Ambrosius Bosschaert was born in Antwerp in 1573, the son of Ambrosius Bosschaert, who was also a painter, but by whom no work is known. For religious reasons his family emigrated to Middelburg around 1587. Between 1593 and 1613 Bosschaert was a member and several times dean of the Guild of St. Luke, where he was recorded both as a painter and art dealer. Around 1604, he married Maria van der Ast. The couple had at least six children, of whom three sons, Ambrosius the Younger, Johannes and Abraham became flower painters. Their daughter, Maria, eventually married the painter, Jeronymus Sweerts, son of the famous botanist and engraver, Emanuel Sweerts. Following the death of Maria van der Ast’s father in 1609, her younger brother, Balthasar, probably came to live with his sister and brother-in-law and took instruction from Ambrosius. Bosschaert’s business must have been profitable, enabling him to buy a large house in Middelburg in 1611. However, he left Middelburg a few years later and after brief periods of residence in Amsterdam in 1614 and Bergen-op-Zoom in 1615, he lived in Utrecht from late 1615 to 1619. He finally moved to Breda in 1619 and died suddenly in 1621, while visiting The Hague to deliver a flower piece to Prince Maurits’s butler, for which he was paid the impressive sum of 1,000 guilders.

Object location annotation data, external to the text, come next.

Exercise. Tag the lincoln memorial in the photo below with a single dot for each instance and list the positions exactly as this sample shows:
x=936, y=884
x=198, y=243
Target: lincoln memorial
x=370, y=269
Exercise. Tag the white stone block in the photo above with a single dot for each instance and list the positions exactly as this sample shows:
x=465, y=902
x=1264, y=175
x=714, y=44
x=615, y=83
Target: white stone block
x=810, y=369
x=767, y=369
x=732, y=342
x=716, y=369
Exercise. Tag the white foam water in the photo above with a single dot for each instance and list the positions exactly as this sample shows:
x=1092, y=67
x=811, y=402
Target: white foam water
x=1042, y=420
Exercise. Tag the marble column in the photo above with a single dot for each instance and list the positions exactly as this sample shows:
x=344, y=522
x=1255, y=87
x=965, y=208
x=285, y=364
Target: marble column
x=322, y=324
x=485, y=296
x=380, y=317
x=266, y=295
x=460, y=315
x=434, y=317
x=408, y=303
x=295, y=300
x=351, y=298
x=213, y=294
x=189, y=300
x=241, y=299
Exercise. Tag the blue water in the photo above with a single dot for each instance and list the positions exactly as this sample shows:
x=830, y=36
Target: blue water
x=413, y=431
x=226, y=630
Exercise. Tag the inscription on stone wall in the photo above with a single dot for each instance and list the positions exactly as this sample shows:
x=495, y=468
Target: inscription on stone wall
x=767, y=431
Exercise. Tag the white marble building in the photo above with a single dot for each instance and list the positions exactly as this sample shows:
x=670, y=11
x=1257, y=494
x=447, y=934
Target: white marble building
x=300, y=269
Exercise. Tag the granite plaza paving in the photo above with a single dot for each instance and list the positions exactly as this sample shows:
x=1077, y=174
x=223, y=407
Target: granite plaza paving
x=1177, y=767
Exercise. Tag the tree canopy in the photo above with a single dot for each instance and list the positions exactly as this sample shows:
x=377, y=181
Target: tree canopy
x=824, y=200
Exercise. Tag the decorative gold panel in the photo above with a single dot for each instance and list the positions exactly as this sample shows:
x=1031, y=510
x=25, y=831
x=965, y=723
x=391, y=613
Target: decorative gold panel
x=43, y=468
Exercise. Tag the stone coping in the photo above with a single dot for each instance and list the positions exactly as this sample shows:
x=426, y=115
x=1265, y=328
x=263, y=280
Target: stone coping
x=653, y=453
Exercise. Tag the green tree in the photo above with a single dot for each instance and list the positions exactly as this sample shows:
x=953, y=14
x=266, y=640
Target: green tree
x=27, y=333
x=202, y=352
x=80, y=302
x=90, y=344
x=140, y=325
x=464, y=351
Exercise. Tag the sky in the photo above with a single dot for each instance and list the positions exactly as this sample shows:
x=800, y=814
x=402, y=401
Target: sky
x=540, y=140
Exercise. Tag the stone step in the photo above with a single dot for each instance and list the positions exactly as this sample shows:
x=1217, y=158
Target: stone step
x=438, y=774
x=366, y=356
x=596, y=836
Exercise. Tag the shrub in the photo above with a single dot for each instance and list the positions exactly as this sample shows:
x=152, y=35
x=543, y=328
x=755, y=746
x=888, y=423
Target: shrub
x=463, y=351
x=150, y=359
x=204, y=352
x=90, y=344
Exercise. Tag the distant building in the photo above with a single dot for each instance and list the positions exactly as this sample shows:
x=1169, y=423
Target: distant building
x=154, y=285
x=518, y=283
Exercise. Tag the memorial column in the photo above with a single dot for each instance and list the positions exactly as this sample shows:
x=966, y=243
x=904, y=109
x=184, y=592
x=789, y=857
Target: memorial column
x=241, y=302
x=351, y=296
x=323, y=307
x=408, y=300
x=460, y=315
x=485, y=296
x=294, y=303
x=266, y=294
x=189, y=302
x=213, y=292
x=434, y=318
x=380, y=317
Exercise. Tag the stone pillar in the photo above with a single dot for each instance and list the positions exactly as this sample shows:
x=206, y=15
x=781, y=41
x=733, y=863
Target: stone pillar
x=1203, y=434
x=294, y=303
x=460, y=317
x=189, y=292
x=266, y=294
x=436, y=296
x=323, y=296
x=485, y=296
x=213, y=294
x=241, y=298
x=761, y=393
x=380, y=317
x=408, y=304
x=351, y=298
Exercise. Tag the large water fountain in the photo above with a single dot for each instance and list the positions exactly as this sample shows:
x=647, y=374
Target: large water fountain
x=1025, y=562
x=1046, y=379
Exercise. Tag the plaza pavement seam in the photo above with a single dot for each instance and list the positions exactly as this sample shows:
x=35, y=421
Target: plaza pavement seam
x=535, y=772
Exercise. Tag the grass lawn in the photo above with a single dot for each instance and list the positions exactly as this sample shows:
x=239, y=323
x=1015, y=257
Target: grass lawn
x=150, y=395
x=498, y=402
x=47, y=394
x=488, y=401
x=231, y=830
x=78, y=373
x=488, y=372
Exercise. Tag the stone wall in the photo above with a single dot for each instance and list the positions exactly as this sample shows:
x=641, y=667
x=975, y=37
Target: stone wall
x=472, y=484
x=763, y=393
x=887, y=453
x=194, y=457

i Letter from Brueghel to Ercole Bianchi dated 14 April, 1606. See: Stefania Bedoni, Jan Brueghel in Italia e il collezionismo del Seicento, Florence, l983, p. 109.
ii Quoted by Beatrijs Brenninkmeijer-de Rooij in Roots of seventeenth-century Flower Painting, 1996, p. 51, note 21. Letter from Brueghel to Ercole Bianchi dated 26 September, 1608.
iii Quoted by Beatrijs Brenninkmeijer-de Rooij in Roots of seventeenth-century Flower Painting, 1996, p. 50, note 18.
iv Ambrosius Bosschaert I, Tulips, roses, fritillaries and other flowers in a vase, signed and dated 1608, on panel, 50.5 x 36 cm, Sotheby’s, London, 11 December 1985, Lot. 43.